Elise Chen | Junior | International Affairs | Amman, Jordan | University of Jordan
The first rule of living in Amman, Jordan is: don’t smile. Seriously. Smiling at a cab driver or a sales clerk is haraam (forbidden), implying a degree of familiarity so close as to be vulgar. There is such a huge divide here between friends or family and strangers. What never occurs to you in the States is that, unless a cab driver is being overtly inappropriate toward you, you smile at him when you get out of his car. Not so much in Amman. It has been consistently drilled into us over the past few days of orientation that smiling at a service worker is tantamount to a breathy-voiced invitation of mutual congress. And so over the past few days the cab drivers of Amman have been witness to the unique spectacle of me consciously semi-scowling in an effort to keep from giving my host family a really bad reputation.
It’s tricky, though, because the intense-personal-distance rule does not apply to everyone or even most people you come into contact with. I got a good taste of this on my flight over. You see, I’m a guarded traveler. I expect my plane seatmates to give me the appropriate amount of distance to keep our very American personal space bubbles intact.
I read in the compulsory “Understanding Arabs” handbook that, to paraphrase, Arabs have no sense of personal space because mentally burying the individual allows for much greater population density. I’d mainly blown this tidbit off, partially because it seemed condescending and assumptive and partially because the author is on the Georgetown faculty. And when I got on the plane, preliminary observations indicated that I was right not to take Margaret K. Nydell’s guidance seriously. My seatmate did not smile at me and did not even seem very inclined to allow me to scoot past her into the window seat. She had also wedged her pillow and fleece blanket into her side of our mutual armrest, creating even more space between us. Perfect! We started idly chatting, asking each other where we were from, why we were going to Amman, etc. We even bonded a bit over our shared annoyance at the sheer number of babies on the plane.
In retrospect, I believe that was the point at which I switched from being simply a conveniently small seatmate—i.e. a stranger—to a known person. Because that’s when the physical contact started. At first, it was just an elbow over the armrest. I let it go because she was asleep. Then she woke up and the elbow remained while she watched some back episodes of “True Blood.” Then it was some low-key footsies while she readjusted after taking her shoes off (although, to be fair, they were heeled, over-the-knee boots; anyone would need to wriggle around after wearing them). At this point, I was feeling a bit put-upon due to the airborne expectations I’ve noted above. But then the other thigh-high boot dropped. She got up to get a drink and asked me if I’d like one too. When I said, “yes please,” she responded, “Okay, habibti,” smiled, and chucked my chin before heading out to find a flight attendant.

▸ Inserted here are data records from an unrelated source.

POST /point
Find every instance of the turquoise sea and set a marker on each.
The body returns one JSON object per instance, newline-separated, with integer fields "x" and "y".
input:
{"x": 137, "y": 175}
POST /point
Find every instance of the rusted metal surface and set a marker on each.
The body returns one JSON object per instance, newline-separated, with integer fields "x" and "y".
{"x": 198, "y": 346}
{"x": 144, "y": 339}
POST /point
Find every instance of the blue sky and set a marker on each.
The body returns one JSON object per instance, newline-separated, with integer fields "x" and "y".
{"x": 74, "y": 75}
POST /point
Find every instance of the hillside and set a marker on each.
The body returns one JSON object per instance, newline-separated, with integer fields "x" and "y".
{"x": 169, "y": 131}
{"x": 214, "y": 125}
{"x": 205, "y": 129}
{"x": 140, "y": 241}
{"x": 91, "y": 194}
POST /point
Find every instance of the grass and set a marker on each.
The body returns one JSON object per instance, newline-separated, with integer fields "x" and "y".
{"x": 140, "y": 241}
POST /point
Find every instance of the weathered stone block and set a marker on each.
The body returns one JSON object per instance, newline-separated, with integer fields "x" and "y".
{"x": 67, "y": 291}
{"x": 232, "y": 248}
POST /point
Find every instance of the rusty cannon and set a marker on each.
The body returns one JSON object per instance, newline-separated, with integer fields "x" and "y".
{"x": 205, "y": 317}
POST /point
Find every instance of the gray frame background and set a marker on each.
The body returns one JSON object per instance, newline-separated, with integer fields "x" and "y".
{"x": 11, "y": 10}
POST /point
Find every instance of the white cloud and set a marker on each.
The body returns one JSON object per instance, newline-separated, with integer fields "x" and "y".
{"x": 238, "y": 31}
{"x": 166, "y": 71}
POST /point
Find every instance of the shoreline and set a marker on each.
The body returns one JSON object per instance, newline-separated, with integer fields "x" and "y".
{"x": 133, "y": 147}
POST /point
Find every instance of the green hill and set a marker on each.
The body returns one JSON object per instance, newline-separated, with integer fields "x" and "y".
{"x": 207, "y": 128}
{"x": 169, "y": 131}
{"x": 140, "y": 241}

She chucked my chin! Who even does that? I think I saw James Bond do it once in a movie. Perhaps John Wayne too. Everyone in Disney’s “Robin Hood” does it, but they’re anthropomorphized woodland creatures, for crying out loud. It threw me off guard. So, while my new friend was very kindly requesting a soda on my behalf, I tried to consider, Margaret Mead-like, why that gesture had startled me and what kind of cultural significance it has.
Why don’t Americans like to be touched? It’s kind of weird, actually. The awkward jockeying inside a crowded elevator or at a urinal can’t be good for our mental health. But before I had time to work out the answer, my new friend came back with a cup of soda for me and settled back into her invasive (to Americans) or friendly (to Jordanians) posture. So I let it go and started the long and strange process of adjusting to life as an American in an Arab society.